Torque-limiting devices (TLDs) are often installed in vehicles and other equipment to prevent drive shafts from transmitting damaging torque to components connected to the drive shafts such as differentials and transmissions. These devices also prevent torque from damaging the drive shaft itself. In practice, a TLD is installed between two segments of the drive shaft, each segment being connected to one of the two flanges of the TLD. The two flanges of the TLD are rotatable with respect to each other, unless coupled by at least one mechanical fuse. When coupled by a mechanical fuse(s), the two flanges of the TLD rotate in unison, thereby transferring torque from a driving shaft segment to a driven shaft segment. The mechanical fuse fractures when a torque threshold is exceeded, thereby decoupling the two flanges and drive shaft segments connected thereto. Because the two flanges are no longer coupled they rotate relative to each other, preventing excessive torque transfer to the drive shaft segments and components connected thereto.
While torque-limiting devices as described above are effective in certain situations, they are not designed to accommodate other important service conditions, such as extended use of the TLD without a mechanical fuse in place or in drive trains subject to large radial forces. For example, in some applications the drive shaft itself may be heavy, or the drive shaft may be transferring large amounts of torque which can induce significant radial loads due to shaft bending moment. The mass of the drive shaft and/or the magnitude of the torque-induced bending moment then exerts a force having a component perpendicular to the rotational axis of the TLD, i.e., a radial force. In this situation, the sustained radial force to the TLD can cause the bearings in the TLD to fail. A similar situation occurs when the vehicle is traveling over rough terrain; the impact of the vehicle moving over the rough terrain can result in the application of shocks to the drive shaft coupled to the TLD that exert a force having a radial force component. Some designs have attempted to solve these deficiencies by having a protruding cylinder on one flange centered on the axis of rotation that mates with a confronting recessed cylinder on the opposing flange. While this arrangement can provide added resistance to radial forces, the two flanges can rust together thereby increasing the maximum torque threshold and risking damage to the drive train and components connected thereto. These problems are compounded when the torque-limiting device is subjected to a high rate of rotation.

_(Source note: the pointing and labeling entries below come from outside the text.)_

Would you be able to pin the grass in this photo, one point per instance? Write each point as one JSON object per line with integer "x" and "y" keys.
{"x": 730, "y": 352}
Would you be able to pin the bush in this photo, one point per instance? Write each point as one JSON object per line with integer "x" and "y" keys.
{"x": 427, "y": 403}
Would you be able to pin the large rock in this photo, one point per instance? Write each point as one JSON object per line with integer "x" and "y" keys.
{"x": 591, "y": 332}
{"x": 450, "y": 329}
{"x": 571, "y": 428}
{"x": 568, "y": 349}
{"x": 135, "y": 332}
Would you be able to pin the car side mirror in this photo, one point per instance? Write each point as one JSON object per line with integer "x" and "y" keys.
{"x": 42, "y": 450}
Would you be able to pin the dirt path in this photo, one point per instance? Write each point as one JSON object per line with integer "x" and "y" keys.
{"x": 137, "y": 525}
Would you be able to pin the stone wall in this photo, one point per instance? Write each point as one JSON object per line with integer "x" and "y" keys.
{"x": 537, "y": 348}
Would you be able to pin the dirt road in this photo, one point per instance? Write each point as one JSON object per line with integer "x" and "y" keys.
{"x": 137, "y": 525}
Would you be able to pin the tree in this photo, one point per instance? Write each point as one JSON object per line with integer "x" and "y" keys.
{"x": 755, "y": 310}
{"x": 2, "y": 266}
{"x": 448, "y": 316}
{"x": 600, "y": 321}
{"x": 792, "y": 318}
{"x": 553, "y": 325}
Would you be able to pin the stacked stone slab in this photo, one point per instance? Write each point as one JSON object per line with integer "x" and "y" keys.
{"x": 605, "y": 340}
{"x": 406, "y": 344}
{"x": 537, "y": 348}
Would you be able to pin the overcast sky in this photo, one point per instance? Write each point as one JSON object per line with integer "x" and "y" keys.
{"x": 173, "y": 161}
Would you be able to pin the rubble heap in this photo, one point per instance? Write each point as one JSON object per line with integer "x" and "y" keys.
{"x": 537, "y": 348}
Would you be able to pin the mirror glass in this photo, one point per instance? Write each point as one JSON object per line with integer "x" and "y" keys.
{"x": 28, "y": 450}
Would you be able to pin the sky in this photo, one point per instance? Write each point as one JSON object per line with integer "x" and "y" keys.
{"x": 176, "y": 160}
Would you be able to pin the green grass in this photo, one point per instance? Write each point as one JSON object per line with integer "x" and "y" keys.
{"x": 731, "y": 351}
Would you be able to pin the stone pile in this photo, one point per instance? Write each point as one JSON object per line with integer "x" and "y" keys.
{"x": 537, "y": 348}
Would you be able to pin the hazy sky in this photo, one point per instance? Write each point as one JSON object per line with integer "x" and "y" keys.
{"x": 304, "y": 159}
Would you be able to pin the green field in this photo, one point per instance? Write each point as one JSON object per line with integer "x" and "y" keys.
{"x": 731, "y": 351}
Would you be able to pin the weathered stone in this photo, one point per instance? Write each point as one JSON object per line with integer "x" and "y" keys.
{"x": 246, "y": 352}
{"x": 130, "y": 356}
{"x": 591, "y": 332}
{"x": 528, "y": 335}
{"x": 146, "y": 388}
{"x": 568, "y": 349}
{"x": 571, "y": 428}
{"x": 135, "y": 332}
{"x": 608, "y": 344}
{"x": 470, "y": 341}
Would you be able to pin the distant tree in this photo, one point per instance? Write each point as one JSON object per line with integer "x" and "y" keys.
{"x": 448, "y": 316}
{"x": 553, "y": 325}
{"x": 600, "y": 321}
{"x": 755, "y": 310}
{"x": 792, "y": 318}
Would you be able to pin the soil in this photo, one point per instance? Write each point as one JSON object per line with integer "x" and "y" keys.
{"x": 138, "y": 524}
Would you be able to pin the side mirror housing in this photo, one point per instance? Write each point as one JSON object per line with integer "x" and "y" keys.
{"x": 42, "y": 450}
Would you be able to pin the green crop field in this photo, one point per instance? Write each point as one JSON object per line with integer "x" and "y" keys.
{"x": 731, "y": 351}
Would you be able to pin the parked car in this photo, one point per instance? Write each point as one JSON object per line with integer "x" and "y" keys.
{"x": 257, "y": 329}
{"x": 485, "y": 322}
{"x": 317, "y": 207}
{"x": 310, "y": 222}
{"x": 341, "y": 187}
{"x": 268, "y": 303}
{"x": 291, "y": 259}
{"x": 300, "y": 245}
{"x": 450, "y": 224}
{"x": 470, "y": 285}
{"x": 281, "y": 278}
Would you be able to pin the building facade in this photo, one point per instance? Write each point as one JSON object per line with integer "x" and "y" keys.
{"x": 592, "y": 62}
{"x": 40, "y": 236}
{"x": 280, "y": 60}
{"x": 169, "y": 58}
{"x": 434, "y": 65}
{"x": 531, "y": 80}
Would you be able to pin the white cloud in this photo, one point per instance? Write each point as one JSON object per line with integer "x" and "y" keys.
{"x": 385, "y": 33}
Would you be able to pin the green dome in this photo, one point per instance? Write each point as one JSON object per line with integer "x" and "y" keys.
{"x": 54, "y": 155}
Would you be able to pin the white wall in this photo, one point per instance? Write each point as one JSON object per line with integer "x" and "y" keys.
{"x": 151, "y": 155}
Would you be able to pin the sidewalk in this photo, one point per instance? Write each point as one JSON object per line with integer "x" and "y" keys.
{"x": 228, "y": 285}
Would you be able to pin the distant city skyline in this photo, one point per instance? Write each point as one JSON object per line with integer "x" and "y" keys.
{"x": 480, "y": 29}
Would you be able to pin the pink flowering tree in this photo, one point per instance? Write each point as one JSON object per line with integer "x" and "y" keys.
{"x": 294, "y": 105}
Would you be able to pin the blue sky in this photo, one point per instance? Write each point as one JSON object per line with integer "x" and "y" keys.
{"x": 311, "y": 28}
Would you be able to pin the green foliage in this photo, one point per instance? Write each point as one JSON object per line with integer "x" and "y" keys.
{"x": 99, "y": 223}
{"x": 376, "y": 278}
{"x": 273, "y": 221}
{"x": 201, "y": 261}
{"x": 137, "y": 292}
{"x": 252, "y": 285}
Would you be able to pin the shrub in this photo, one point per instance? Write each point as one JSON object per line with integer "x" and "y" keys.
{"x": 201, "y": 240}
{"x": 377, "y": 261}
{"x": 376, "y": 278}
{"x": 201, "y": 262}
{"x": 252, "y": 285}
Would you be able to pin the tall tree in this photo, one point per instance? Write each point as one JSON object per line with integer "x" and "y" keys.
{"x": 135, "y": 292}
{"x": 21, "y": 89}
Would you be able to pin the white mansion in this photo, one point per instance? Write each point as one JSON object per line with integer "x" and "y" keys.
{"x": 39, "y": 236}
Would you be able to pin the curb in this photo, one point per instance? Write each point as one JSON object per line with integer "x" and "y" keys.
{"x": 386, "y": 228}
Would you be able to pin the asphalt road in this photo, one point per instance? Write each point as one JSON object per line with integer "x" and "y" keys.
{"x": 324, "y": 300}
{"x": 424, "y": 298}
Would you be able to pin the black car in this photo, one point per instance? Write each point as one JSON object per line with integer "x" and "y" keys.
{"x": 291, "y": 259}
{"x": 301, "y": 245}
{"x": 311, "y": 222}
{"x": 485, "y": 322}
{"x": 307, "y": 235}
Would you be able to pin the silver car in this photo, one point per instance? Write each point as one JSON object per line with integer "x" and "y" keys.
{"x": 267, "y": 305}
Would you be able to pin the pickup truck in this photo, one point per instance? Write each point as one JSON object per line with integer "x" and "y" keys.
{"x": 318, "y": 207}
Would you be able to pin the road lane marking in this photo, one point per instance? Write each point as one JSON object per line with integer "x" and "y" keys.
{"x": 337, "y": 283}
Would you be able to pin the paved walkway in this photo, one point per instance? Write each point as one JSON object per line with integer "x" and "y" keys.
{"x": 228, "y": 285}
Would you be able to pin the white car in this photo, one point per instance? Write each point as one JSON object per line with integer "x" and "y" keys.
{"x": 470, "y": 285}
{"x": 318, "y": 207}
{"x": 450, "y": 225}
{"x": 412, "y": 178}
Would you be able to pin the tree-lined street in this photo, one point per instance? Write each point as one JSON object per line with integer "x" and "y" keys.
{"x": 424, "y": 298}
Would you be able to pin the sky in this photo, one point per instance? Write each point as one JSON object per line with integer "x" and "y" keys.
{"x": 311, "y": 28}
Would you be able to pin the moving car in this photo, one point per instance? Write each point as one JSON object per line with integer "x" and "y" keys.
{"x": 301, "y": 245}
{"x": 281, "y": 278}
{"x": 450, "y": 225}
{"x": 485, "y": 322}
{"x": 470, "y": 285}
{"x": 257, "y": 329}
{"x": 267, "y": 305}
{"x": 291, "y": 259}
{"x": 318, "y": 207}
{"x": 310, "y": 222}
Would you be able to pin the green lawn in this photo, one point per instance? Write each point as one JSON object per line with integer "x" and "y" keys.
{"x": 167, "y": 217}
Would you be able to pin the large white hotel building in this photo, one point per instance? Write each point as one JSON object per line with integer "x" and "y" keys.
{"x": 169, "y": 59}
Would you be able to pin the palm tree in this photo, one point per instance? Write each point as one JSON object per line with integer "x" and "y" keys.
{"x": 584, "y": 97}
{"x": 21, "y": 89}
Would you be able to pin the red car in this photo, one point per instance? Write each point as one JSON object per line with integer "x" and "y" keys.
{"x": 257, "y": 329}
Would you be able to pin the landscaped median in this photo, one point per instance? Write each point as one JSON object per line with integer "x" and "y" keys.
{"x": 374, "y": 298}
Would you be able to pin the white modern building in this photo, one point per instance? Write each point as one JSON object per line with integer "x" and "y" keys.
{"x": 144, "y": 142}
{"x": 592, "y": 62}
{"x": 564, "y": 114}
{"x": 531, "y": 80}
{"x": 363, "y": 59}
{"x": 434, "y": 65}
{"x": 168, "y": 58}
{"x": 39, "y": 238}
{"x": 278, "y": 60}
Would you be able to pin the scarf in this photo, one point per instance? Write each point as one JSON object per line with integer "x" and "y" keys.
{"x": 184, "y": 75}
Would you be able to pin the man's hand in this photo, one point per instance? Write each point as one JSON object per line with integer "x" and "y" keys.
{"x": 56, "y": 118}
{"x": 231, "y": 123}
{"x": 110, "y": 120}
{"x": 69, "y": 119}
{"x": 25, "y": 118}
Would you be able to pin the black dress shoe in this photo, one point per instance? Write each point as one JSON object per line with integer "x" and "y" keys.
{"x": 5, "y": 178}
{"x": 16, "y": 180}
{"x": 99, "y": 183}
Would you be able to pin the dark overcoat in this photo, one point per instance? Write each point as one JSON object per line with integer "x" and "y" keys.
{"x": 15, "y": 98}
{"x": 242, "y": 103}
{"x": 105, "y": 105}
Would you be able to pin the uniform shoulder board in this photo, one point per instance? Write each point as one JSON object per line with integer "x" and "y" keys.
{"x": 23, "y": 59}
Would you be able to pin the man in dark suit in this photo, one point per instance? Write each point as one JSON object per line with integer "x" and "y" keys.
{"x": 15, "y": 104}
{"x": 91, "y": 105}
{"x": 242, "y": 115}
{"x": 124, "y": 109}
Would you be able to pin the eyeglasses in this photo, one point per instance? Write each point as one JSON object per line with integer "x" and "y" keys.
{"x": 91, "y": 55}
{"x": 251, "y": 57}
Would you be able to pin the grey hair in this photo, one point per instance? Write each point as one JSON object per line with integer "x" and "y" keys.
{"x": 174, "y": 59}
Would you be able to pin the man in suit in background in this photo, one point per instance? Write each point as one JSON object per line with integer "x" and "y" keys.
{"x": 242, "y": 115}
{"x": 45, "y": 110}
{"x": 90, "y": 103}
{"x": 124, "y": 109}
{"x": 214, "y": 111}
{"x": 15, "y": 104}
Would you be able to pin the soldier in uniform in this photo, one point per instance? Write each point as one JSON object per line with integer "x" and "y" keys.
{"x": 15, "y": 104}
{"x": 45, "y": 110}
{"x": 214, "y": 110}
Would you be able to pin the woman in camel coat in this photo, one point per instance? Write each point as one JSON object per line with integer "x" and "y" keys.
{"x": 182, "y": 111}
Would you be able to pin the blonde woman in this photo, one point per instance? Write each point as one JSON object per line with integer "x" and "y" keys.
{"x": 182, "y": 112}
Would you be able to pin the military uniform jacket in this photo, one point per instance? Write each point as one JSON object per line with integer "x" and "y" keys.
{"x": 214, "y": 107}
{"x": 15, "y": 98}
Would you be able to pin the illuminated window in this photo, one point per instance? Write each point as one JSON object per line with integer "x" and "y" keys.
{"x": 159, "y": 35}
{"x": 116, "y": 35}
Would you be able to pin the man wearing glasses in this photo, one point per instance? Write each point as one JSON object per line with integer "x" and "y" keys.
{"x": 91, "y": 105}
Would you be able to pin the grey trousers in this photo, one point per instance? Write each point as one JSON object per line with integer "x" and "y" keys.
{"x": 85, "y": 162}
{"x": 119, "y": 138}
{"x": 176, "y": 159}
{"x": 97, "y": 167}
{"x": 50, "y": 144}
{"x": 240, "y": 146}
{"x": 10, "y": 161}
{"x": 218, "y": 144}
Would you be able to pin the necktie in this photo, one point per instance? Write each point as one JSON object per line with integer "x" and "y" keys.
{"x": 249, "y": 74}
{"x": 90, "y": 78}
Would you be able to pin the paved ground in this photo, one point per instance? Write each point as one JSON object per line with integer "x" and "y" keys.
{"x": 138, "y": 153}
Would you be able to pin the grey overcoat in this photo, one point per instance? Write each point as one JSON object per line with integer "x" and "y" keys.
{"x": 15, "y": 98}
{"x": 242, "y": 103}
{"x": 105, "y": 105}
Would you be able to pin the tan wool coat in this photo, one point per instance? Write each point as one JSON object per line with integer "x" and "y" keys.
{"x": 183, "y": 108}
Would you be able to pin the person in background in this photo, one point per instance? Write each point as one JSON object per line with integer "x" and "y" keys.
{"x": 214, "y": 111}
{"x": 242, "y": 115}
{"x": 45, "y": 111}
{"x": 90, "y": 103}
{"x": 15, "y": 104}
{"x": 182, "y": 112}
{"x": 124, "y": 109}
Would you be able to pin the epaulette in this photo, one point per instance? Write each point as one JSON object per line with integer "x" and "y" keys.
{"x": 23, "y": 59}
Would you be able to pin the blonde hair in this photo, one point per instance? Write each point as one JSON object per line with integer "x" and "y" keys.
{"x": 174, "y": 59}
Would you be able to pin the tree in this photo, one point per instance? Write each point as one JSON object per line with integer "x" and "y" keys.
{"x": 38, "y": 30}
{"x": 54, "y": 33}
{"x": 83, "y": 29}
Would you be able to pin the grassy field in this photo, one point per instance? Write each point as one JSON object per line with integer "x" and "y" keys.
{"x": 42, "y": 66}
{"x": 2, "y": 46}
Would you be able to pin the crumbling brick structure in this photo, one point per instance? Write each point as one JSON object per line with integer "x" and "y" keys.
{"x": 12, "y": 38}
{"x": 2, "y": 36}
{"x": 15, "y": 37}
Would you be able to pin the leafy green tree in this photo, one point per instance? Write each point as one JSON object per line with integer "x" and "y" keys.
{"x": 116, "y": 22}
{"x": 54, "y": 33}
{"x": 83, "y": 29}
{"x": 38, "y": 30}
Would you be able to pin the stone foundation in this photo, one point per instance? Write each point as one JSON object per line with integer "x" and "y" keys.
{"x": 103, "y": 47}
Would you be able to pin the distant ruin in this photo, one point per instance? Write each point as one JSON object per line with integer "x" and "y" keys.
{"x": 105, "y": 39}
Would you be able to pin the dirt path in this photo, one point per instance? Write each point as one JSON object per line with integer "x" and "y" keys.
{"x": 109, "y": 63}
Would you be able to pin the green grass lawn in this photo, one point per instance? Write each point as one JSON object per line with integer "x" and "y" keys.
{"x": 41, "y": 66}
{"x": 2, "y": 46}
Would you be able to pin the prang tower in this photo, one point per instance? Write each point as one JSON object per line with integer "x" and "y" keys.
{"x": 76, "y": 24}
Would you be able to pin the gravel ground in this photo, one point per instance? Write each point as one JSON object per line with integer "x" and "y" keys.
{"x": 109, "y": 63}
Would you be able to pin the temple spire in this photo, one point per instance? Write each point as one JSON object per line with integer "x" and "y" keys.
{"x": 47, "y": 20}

Torque-limiting devices are generally not designed to accommodate the important service condition of a high rate of rotation, commonly measured in revolutions per minute (RPM). At high RPM, particularly over periods longer than approximately 5-60 minutes, depending upon the design of the TLD, the bearings can over-heat, degrading the bearing lubricant, and ultimately leading to bearing, and TLD, failure. The combination of a radial force exerted on the torque-limiting device during use at high RPM can accelerate bearing and TLD failure.